I used to playfully envy my ex — his people hailed from the next batch of ships after the pilgrim’s landed, and they had a fancy family tree to prove it. I on the other hand had 2nd generation immigrants on my mom’s side and 1st on my dad’s. I would marvel at my mother-in-law’s stories about how her great-uncle was a photographer (hello, invention of the camera) and brother to Thomas Moran the painter. I had a French Canadian great-grandfather who was a poor farmer in Quebec. A little better was my Dutch great grandfather who was the captain of a passenger ferry. I was never a person who envied other peoples’ wealth, but I did envy their pedigree.

Luckily, all that envy has dissolved — with my divorce, my maturity, and just witnessing firsthand that pedigree isn’t necessarily better. I’ve learned that the more important thing is, do people around you love you, and will they give you wine and cheese willingly if you ask for it?

I mistook pedigree for traditions that matter, and traditions, such as the continuation of wine, cheese, and food with lots of butter are worth holding on to as long as you can. But families age and change; your beloved only child has absolutely no interest in the spritz cookies that defined your childhood Christmas experience and that you painstakingly make each year; so now just you and your sister eat them. He prefers the Nestle Toll-House dough you buy at the store. But truly, I’m not bitter. And parents get older and eat like birds, which is good because most of the traditional menu would make their primary care doctor put us on an “abusing elders by high salt and fat holiday food diet” watch list.

This year my family reached that point of hey, traditions are cool until they no longer serve, so what should we do this year?

I paraphrase “The Graduate” and the career advice the middle-aged neighbor gives Ben: “One word: plastics.”

Our new tradition should be one word: corn.

Like our epic tale of Beocat, this tale starts with an impossible task. To celebrate a Christmas when there is a new venue, the attendants all need to be picked up, and the holiday falls on a Tuesday in the middle of a work week. Oh, and there was a medical emergency just days before the holiday. (Everyone is OK!)
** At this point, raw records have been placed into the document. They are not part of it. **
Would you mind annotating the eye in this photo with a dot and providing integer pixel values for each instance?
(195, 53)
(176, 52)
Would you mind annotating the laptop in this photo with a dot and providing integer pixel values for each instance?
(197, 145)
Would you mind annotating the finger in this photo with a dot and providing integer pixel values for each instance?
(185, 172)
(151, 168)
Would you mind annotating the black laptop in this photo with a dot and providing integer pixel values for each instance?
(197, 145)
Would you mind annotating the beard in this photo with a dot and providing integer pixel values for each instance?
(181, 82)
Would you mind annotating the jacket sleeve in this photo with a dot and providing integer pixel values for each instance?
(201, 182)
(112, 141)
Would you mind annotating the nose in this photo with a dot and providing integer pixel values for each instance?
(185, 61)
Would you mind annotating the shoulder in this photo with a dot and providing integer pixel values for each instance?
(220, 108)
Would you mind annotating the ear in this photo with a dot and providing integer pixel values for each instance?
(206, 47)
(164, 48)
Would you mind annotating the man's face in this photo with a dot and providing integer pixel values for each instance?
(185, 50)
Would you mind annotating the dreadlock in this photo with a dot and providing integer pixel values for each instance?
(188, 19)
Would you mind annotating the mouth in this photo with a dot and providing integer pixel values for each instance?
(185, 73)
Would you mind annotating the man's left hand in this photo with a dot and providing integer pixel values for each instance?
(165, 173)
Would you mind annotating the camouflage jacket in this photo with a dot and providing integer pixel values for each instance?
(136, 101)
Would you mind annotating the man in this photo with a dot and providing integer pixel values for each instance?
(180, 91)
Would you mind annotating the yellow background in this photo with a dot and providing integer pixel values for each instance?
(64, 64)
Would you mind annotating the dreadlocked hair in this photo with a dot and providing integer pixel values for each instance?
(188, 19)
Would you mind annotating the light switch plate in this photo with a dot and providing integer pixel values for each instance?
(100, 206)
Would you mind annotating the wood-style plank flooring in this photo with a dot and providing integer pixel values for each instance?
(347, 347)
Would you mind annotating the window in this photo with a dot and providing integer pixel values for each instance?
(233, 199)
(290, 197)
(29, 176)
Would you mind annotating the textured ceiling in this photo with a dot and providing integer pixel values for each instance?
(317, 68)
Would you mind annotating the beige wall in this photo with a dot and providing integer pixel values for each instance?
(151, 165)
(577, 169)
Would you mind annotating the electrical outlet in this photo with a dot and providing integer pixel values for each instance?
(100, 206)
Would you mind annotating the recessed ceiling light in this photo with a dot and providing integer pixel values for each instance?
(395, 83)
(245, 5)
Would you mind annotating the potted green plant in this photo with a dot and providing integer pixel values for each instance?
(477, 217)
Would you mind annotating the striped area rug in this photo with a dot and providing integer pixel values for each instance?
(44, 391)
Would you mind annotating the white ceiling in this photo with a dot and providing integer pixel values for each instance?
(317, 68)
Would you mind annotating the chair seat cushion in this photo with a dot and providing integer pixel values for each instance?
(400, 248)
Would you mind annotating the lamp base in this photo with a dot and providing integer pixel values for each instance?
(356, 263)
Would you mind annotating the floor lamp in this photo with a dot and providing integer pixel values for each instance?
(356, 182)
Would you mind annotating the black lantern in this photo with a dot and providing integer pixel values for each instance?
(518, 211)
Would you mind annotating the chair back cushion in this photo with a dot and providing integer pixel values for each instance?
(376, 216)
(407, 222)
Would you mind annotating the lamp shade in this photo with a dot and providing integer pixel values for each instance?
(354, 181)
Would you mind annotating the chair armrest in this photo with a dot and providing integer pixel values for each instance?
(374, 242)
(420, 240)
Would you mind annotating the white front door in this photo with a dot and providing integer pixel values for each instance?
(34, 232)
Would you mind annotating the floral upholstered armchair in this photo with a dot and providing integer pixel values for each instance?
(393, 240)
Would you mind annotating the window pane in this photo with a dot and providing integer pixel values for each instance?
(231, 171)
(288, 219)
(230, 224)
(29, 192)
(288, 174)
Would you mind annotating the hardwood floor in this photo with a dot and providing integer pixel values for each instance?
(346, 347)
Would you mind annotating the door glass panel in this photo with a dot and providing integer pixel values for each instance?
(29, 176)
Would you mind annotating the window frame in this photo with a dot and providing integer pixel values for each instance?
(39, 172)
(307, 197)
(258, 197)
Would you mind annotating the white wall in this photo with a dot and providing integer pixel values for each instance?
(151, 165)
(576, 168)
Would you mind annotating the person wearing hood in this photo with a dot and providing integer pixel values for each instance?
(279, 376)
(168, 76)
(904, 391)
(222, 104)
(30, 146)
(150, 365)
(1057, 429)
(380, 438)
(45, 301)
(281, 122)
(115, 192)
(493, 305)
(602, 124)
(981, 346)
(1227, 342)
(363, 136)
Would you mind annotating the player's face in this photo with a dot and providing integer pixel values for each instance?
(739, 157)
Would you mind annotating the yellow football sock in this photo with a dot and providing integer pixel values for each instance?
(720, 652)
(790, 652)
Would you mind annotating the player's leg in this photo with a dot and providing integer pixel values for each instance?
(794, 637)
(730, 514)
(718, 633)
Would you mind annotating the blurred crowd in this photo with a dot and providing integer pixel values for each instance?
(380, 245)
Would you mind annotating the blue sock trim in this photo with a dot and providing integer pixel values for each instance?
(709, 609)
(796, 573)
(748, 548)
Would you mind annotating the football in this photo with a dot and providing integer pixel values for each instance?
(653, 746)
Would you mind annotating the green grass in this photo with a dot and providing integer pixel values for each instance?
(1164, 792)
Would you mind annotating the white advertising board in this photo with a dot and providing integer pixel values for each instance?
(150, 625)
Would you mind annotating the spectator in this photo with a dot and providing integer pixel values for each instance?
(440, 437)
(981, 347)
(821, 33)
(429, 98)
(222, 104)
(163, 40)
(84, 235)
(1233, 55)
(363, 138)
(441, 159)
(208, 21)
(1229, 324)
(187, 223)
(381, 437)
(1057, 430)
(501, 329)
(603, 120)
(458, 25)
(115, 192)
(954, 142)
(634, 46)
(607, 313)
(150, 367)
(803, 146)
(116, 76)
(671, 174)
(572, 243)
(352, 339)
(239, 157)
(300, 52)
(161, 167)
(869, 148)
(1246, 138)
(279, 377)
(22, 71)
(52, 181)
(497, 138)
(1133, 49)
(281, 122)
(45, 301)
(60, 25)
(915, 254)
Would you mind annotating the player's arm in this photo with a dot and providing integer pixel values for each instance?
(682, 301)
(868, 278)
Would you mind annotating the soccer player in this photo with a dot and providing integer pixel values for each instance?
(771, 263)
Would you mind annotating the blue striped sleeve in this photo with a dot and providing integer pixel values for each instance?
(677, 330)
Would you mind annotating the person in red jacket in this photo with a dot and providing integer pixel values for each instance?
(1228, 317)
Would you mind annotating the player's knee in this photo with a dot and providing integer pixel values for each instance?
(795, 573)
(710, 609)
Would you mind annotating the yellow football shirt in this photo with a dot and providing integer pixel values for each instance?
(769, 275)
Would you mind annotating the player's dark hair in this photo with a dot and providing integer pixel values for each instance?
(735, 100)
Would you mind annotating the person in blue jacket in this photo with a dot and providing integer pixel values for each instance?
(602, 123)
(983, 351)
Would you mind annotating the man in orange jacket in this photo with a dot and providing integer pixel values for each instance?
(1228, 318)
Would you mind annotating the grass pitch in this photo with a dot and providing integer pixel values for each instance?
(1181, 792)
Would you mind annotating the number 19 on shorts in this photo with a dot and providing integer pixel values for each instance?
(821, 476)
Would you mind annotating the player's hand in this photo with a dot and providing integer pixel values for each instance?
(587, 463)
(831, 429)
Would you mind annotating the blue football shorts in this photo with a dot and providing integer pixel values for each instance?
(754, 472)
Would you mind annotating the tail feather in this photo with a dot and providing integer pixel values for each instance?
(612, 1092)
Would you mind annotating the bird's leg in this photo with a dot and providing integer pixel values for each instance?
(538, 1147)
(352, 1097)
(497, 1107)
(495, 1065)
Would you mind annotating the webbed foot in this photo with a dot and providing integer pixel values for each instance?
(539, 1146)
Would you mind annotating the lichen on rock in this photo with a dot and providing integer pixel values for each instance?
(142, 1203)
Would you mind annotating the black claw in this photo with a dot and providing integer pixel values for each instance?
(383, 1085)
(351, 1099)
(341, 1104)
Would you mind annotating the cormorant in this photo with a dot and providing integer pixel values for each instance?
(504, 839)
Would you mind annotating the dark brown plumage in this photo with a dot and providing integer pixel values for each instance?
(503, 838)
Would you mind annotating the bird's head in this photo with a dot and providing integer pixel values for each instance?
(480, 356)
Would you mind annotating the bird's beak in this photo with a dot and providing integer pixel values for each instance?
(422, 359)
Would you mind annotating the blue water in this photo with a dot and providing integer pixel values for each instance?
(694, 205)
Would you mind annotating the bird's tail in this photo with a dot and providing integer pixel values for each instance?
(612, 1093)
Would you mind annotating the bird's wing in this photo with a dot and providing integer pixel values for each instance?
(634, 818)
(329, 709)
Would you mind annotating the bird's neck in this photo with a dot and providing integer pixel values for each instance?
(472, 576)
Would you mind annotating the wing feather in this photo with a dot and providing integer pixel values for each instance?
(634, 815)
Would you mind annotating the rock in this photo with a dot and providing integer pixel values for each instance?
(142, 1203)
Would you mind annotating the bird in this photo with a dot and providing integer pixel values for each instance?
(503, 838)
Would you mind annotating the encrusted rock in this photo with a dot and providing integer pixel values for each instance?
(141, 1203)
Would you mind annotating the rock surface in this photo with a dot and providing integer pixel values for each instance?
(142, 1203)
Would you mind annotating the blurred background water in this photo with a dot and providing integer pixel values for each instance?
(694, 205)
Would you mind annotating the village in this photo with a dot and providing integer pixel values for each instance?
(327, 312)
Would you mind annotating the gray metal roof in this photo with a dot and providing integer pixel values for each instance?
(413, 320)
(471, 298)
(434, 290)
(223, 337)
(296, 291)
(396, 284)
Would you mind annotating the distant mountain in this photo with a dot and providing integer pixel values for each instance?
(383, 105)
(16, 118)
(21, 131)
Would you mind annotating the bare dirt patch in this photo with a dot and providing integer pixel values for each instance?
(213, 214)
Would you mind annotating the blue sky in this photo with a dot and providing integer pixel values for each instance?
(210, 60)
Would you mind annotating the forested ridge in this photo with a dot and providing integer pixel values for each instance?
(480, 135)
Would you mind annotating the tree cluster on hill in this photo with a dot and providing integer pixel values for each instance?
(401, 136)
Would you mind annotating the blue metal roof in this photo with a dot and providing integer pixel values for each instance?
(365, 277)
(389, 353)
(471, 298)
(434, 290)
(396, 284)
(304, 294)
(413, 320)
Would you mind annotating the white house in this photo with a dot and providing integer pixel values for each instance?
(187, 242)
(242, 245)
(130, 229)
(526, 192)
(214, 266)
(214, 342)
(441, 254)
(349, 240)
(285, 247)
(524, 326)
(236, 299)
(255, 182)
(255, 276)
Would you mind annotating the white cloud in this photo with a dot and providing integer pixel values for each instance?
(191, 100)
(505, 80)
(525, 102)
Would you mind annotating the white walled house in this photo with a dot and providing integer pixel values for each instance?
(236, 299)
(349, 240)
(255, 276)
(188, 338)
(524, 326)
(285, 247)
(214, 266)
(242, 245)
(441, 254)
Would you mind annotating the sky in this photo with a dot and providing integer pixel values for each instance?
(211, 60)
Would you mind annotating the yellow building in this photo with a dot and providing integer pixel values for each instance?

On Christmas day, my sister realized she had no vegetables to accompany the short ribs she was making in the crock pot. Or did she? Resourceful as ever, she dug around in her pantry until she found a can of creamed corn and a can of corn. Score! A quick trip around the internet revealed several viable recipes, some with cream cheese and bacon, also things my sister had on hand. Turns out folks in the South love creamed corn casseroles, cheese and corn, bacon and corn, corn and corn — it’s some kind of tradition down there. So my brother-in-law hunted down more cans of corn from the only store open on Christmas day, the CVS, and we were in business. Perhaps we have even started started a new tradition. Seems like there are plenty out to choose from, and it doesn’t take a pedigree to try them. It just takes a small panic and a stocked pantry.

Even if we don’t make it a new tradition, my sister said she always wanted to be the kind of cook who could look into her pantry and make a meal out of it. Congrats, sis, you can cross that off your bucket list.